Diagnosis and management of both type 2 diabetes and periodontal disease, including assessment of blood glucose levels, HbA1c, lipid panel, oral health evaluation, and appropriate referrals to specialists (endocrinologist, periodontist).

In simple words: This code indicates that a person has type 2 diabetes, a condition where the body doesn't use insulin properly, and they also have gum and bone disease affecting their teeth.

Type 2 diabetes mellitus with periodontal disease. This code indicates a patient has type 2 diabetes along with co-occurring periodontal disease (gum and bone disease affecting the teeth).
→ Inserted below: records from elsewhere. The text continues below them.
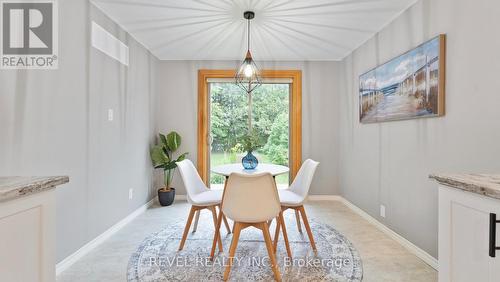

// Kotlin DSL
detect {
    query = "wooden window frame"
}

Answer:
[198,69,302,185]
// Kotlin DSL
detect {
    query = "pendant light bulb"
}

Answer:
[245,64,253,77]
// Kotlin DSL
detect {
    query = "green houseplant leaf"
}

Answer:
[150,131,188,191]
[150,145,170,168]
Example 1: A 55-year-old patient with a history of type 2 diabetes presents with swollen and bleeding gums, loose teeth, and bad breath. Upon examination, the dentist diagnoses periodontal disease. The code E11.630 is used to represent the combined condition., A patient with poorly controlled type 2 diabetes is referred to a periodontist for evaluation of gum recession and bone loss. The periodontist confirms periodontal disease. Both conditions are coded, using E11.630 to capture the dual diagnosis., During a routine check-up, a physician notices signs of early periodontal disease in a patient with type 2 diabetes. The physician emphasizes the importance of oral hygiene and refers the patient to a dentist for further evaluation and treatment. E11.630 is used to denote the presence of both conditions.

Documentation should support both the type 2 diabetes diagnosis (e.g., elevated HbA1c, fasting glucose levels) and the periodontal disease diagnosis (e.g., clinical findings of gum inflammation, bone loss, pocket depth measurements). The link between the two should also be documented if there's a causal relationship noted.